Submitted April 16, 2003
Accepted September 22, 2003
Prior chemotherapy and allograft CD34+ dose impact donor engraftment following nonmyeloablative allogeneic stem cell transplantation in solid tumor patients
Cristian Carvallo, Nancy Geller, Roger Kurlander, Ramaprasad Srinivasan, Othon Mena, Takehito Igarashi, Linda M Griffith, W Marston Linehan, and Richard W Childs*
Urologic Oncology Branch, National Cancer Institute, National Institutes of Health, Bethesda, MD, USA
Office of Biostatistics Research, National Heart, Lung, and Blood Institute, National Institutes of Health, Bethesda, MD, USA
Department of Laboratory Medicine, Warren Magnuson Clinical Center, National Institutes of Health, Bethesda, MD, USA
Department of Transfusion Medicine, Warren Magnuson Clinical Center, National Institutes of Health, Bethesda, MD, USA
Hematology Branch, National Heart, Lung, and Blood Institute, National Institutes of Health, Bethesda, MD, USA
* Corresponding author; email: childsr{at}nhlbi.nih.gov.

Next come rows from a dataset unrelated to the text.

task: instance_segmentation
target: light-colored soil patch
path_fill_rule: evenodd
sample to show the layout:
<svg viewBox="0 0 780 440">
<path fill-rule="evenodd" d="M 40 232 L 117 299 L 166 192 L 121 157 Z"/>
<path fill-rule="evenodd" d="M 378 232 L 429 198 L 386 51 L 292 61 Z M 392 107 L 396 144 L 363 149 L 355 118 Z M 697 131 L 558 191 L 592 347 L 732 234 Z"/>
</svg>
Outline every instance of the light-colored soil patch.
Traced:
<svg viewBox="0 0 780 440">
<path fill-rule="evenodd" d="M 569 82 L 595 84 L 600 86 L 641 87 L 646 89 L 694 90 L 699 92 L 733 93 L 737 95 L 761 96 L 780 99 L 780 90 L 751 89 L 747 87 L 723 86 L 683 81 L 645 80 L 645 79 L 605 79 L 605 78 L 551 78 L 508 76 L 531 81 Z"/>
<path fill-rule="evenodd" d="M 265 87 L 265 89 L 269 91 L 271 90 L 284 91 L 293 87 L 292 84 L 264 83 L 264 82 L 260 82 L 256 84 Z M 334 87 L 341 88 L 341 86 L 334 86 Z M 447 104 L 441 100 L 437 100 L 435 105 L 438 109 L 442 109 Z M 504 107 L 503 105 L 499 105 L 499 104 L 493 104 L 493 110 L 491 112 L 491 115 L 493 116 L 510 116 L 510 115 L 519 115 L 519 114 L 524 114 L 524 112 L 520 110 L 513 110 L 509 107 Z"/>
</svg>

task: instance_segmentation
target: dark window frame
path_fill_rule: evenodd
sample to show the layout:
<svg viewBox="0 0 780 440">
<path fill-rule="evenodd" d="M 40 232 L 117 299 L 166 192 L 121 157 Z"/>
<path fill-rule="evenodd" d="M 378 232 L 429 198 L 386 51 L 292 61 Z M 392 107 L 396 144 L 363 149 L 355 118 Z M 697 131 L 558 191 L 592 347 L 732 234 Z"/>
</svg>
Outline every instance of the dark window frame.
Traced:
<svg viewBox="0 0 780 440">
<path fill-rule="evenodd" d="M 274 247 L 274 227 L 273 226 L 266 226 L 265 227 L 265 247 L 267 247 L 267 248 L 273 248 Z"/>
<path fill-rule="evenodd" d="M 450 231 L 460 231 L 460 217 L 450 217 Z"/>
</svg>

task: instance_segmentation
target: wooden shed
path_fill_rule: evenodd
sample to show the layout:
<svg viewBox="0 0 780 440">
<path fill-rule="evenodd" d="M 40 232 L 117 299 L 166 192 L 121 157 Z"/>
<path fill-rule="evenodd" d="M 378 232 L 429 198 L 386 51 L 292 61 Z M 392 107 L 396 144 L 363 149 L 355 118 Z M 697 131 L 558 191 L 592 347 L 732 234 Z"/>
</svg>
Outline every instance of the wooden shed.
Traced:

Significant engraftment variability occurs among patients following nonmyeloablative hematopoietic cell transplantation. We analyzed the impact of multiple factors on donor myeloid and T-cell engraftment in 36 patients with metastatic tumors undergoing cyclophosphamide/fludarabine-based conditioning. Higher
CD34+ doses facilitated donor myeloid engraftment while prior chemotherapy exposure facilitated both donor myeloid and T-cell engraftment. At day 30, median donor T-cell and myeloid chimerism was 98% and 76% respectively in those with prior chemotherapy versus 88% (p=0.008) and 26% (p<0.0001) in chemotherapy-naive patients. Donor myeloid chimerism at day 45 was predicted by prior chemotherapy exposure and the log10 of the CD34+ dose (adjusted R2=.47, p< 0.0001), while chemotherapy alone impacted donor T-cell engraftment. Patients with prior chemotherapy were more likely to develop acute grade II-IV GVHD (8/18) compared to chemotherapy-naive patients (2/18; p=0.031). Thus, tailoring the intensity of nonmyeloablative conditioning based on prior chemotherapy exposure is an important consideration in trial design.